NASA’s Nuclear Moon: The First Step in Colonizing the Moon

NASA has announced the completion of the initial design phase of its Fission Surface Power Project.
moon photography

NASA’s New Energy

NASA has announced that their design phase of a stable energy source to power moon camps have been finished. The exploration of fission surface power has the potential to enable sustainable operations not just on the Moon but also on Mars in the future. In 2022, NASA allocated three $5 million contracts to industry partners to develop conceptual designs for small nuclear fission reactors for deployment on the Moon.

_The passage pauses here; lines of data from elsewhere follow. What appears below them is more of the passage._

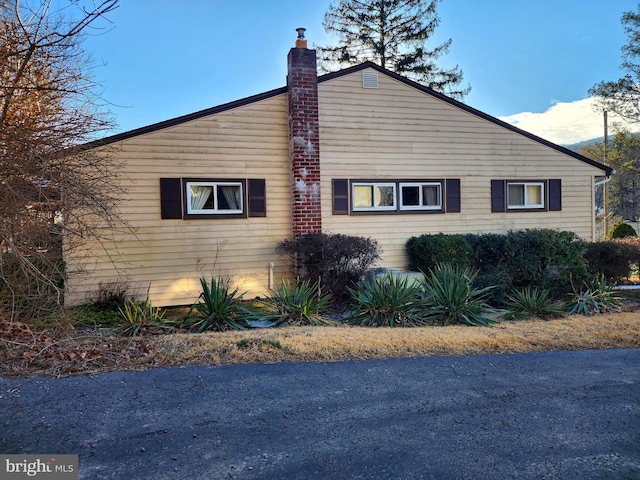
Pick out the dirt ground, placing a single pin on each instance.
(67, 351)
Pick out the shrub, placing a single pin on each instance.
(594, 298)
(218, 308)
(451, 298)
(621, 230)
(531, 302)
(611, 259)
(31, 286)
(426, 251)
(387, 300)
(302, 304)
(544, 258)
(336, 260)
(488, 251)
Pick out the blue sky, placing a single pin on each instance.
(529, 62)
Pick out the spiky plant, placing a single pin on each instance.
(300, 304)
(387, 300)
(138, 316)
(451, 298)
(218, 307)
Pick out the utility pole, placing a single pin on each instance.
(605, 220)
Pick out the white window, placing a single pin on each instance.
(214, 198)
(421, 196)
(525, 195)
(374, 196)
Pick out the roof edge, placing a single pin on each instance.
(329, 76)
(608, 170)
(183, 118)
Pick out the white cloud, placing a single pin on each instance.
(566, 123)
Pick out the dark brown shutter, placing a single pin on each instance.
(340, 196)
(498, 196)
(170, 198)
(555, 195)
(453, 195)
(257, 198)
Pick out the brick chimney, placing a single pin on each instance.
(304, 137)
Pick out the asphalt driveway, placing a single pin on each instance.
(556, 415)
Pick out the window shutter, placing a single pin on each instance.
(340, 196)
(453, 195)
(257, 192)
(170, 198)
(555, 195)
(498, 197)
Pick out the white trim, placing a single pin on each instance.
(216, 209)
(373, 207)
(526, 204)
(421, 205)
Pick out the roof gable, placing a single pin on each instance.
(466, 108)
(356, 68)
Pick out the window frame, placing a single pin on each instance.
(420, 185)
(343, 196)
(526, 205)
(190, 213)
(374, 185)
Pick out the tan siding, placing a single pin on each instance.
(393, 132)
(168, 257)
(396, 132)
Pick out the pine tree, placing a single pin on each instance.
(392, 34)
(623, 96)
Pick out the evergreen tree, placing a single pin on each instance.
(623, 96)
(392, 34)
(623, 154)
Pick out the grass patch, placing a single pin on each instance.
(64, 352)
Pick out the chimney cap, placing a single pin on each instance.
(301, 42)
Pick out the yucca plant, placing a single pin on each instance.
(300, 304)
(451, 298)
(595, 298)
(218, 308)
(387, 300)
(531, 302)
(137, 316)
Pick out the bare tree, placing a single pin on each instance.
(53, 191)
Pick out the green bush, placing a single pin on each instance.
(218, 308)
(336, 260)
(611, 259)
(451, 298)
(31, 287)
(427, 251)
(488, 251)
(140, 316)
(546, 259)
(387, 300)
(302, 304)
(621, 230)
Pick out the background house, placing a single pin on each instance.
(361, 151)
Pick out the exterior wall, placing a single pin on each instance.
(166, 258)
(398, 132)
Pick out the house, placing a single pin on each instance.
(362, 151)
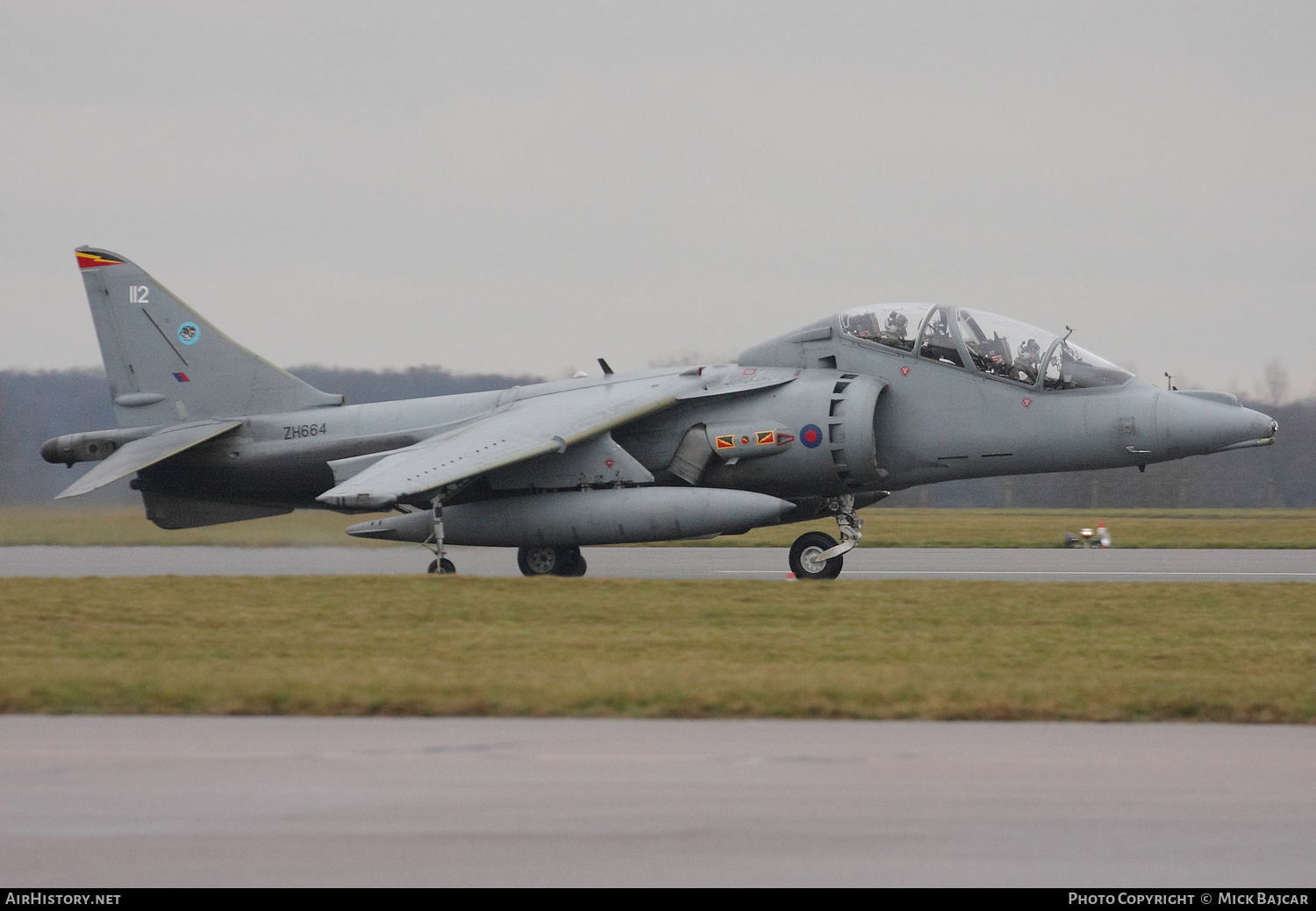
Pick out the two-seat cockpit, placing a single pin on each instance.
(992, 345)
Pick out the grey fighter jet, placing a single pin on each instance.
(816, 423)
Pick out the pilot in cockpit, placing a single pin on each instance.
(897, 326)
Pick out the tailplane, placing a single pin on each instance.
(166, 363)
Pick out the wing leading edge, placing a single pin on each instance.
(521, 431)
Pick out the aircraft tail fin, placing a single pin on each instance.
(166, 363)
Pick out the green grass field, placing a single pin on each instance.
(455, 645)
(883, 528)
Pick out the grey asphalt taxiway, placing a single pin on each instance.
(433, 802)
(1060, 565)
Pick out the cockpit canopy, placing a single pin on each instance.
(994, 345)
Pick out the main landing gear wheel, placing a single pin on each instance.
(550, 561)
(805, 557)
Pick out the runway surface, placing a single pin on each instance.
(420, 802)
(1057, 565)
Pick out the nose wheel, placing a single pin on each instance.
(818, 556)
(807, 560)
(550, 561)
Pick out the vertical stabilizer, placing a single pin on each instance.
(166, 363)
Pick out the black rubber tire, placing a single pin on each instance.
(808, 545)
(539, 561)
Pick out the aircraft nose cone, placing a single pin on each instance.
(1195, 424)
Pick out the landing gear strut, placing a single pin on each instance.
(441, 563)
(818, 556)
(550, 561)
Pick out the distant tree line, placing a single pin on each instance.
(39, 405)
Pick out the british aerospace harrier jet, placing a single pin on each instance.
(816, 423)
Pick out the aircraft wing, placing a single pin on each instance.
(520, 431)
(139, 453)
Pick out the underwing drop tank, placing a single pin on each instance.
(626, 515)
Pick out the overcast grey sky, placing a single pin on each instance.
(526, 186)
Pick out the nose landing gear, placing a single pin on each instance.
(441, 565)
(818, 556)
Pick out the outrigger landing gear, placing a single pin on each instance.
(441, 563)
(550, 561)
(818, 556)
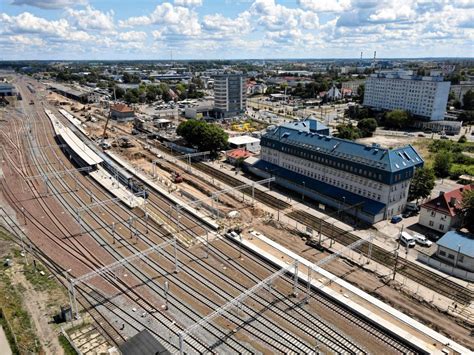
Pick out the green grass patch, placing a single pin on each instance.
(40, 282)
(67, 347)
(13, 313)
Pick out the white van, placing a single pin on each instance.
(422, 240)
(407, 240)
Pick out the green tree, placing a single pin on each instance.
(468, 100)
(467, 117)
(397, 119)
(367, 127)
(468, 209)
(442, 163)
(348, 131)
(422, 183)
(131, 97)
(203, 135)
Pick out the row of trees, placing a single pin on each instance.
(144, 93)
(203, 136)
(365, 128)
(450, 160)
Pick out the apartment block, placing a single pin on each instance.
(424, 96)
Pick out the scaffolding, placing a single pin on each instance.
(238, 301)
(108, 270)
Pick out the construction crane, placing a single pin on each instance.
(104, 135)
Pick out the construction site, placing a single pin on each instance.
(147, 238)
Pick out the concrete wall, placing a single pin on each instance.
(446, 268)
(454, 257)
(435, 220)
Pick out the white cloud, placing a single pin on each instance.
(176, 20)
(264, 28)
(157, 34)
(219, 25)
(50, 4)
(188, 3)
(132, 36)
(325, 6)
(27, 23)
(276, 17)
(26, 40)
(90, 18)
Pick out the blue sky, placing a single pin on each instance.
(226, 29)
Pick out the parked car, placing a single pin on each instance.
(408, 213)
(422, 240)
(407, 240)
(433, 237)
(396, 219)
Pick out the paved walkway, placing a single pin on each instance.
(4, 345)
(356, 299)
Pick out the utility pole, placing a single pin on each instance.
(395, 266)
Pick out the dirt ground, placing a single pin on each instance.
(40, 305)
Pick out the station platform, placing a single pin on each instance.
(76, 122)
(115, 188)
(145, 178)
(73, 141)
(384, 315)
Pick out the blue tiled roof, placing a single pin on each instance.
(369, 206)
(453, 240)
(380, 164)
(309, 125)
(382, 158)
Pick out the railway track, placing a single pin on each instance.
(337, 348)
(299, 348)
(405, 267)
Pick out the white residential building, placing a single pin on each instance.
(425, 96)
(229, 95)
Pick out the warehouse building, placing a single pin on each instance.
(457, 249)
(338, 172)
(424, 96)
(79, 94)
(249, 143)
(122, 112)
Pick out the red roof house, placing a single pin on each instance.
(444, 212)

These nuclear plants have reliable, clean, and safe energy that can power camps with 2 or 3.

What is This New Reactor?

The outlined model specification for the reactor required a weight of under six metric tons and the capability to generate 40 kilowatts (kW) of electrical power. This much electricity will be sufficient for demonstration purposes, with extra power available to power lunar houses, rovers, backup grids, or research missions. In the United States, 40 kW can power an average of 33 houses, so having the capabilities to power this much electricity can help these reactors that operate autonomously.

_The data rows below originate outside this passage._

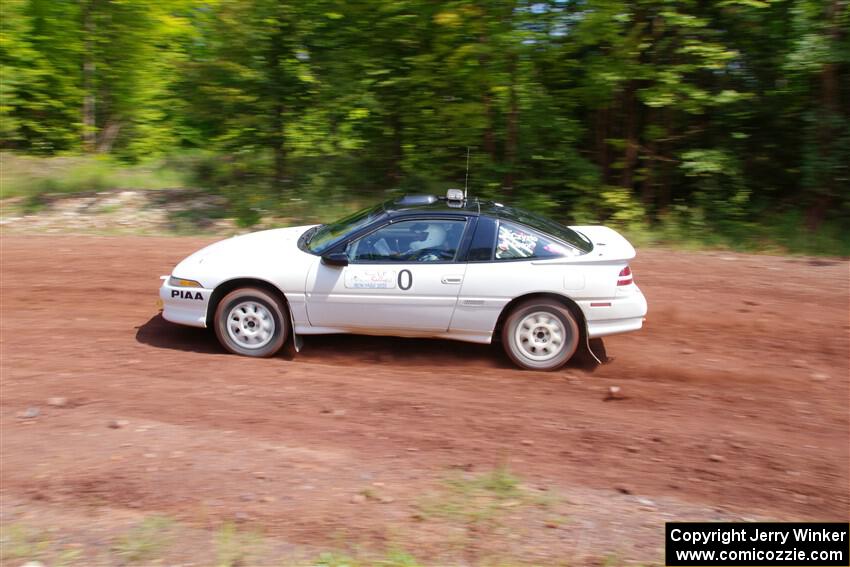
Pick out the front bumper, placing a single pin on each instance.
(622, 314)
(184, 305)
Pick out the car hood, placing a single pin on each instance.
(243, 256)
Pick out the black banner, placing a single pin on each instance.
(763, 544)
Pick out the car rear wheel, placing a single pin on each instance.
(540, 334)
(251, 322)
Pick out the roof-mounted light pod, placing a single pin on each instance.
(454, 197)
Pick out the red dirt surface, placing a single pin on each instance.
(735, 406)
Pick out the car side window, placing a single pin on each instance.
(419, 240)
(515, 242)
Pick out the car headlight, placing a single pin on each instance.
(180, 282)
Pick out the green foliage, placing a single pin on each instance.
(634, 112)
(146, 541)
(234, 547)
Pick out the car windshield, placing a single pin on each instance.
(327, 235)
(542, 224)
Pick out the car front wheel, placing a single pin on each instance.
(540, 334)
(251, 322)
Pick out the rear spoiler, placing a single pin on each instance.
(608, 244)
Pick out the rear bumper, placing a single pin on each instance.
(184, 305)
(612, 316)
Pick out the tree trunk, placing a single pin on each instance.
(630, 105)
(277, 139)
(826, 128)
(89, 99)
(512, 141)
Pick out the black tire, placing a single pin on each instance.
(548, 338)
(256, 310)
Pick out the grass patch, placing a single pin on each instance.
(147, 541)
(21, 542)
(393, 558)
(481, 498)
(235, 548)
(32, 177)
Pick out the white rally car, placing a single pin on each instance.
(421, 266)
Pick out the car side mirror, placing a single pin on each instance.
(335, 259)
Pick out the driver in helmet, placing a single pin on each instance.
(432, 236)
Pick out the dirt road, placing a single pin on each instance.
(736, 406)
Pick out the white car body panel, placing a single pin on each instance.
(366, 297)
(461, 301)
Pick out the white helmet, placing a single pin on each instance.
(436, 236)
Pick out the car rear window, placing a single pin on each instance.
(546, 226)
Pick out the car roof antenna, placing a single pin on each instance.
(466, 179)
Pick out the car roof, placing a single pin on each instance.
(413, 205)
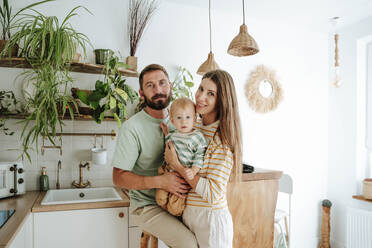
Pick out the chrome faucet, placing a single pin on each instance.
(80, 184)
(59, 167)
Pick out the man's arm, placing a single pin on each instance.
(171, 182)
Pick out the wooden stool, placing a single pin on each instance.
(145, 237)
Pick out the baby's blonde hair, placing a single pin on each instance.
(181, 103)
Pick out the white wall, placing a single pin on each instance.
(343, 178)
(293, 138)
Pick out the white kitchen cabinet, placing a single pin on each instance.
(90, 228)
(135, 238)
(24, 238)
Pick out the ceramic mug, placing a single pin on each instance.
(99, 155)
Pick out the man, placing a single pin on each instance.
(139, 153)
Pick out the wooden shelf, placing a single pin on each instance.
(361, 198)
(75, 67)
(66, 117)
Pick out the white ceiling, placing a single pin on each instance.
(315, 14)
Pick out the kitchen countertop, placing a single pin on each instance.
(30, 202)
(261, 174)
(37, 207)
(22, 204)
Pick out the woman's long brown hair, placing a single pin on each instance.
(228, 114)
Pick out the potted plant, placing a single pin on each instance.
(48, 45)
(140, 12)
(7, 20)
(111, 94)
(8, 105)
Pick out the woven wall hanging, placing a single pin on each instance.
(263, 90)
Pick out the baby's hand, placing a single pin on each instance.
(164, 127)
(189, 173)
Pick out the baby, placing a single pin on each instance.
(190, 146)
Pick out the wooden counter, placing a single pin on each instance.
(22, 205)
(252, 205)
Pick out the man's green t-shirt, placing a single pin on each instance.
(140, 149)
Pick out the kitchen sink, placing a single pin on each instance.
(69, 196)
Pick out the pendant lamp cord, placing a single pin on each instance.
(210, 28)
(243, 13)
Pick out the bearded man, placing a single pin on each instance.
(138, 155)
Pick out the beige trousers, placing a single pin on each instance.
(155, 220)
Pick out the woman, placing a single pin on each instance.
(206, 212)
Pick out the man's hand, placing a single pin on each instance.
(175, 184)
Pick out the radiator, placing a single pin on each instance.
(359, 228)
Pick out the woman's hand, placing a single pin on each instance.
(164, 128)
(171, 157)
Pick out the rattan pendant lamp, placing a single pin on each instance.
(243, 44)
(209, 64)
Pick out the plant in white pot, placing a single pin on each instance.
(7, 21)
(48, 45)
(140, 12)
(111, 94)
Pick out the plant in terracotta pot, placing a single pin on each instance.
(7, 20)
(111, 94)
(140, 12)
(48, 45)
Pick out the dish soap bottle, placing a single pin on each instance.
(44, 180)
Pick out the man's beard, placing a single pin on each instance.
(160, 104)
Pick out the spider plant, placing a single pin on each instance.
(7, 17)
(44, 39)
(48, 46)
(49, 103)
(110, 94)
(7, 21)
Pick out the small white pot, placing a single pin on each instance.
(99, 156)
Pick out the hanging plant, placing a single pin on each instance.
(110, 94)
(48, 45)
(8, 105)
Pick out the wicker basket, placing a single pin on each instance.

When Will This Reactor Be Used?

NASA has stated that these reactors prove advantageous as a power source since the technology can be installed in permanently shadowed areas of the Moon. There is still a technical challenge posed by the 14-and-a-half Earth-day-long lunar night, so having a power source independent of the Sun is crucial for extended exploration and scientific effort. A nuclear power system could operate constantly throughout long, harsh lunar nights, making these reactors perfect for lunar excursion and power. Following the completion of Phase 2 in 2025, the anticipated timeline for delivering a reactor to the launch pad is set for the early 2030s.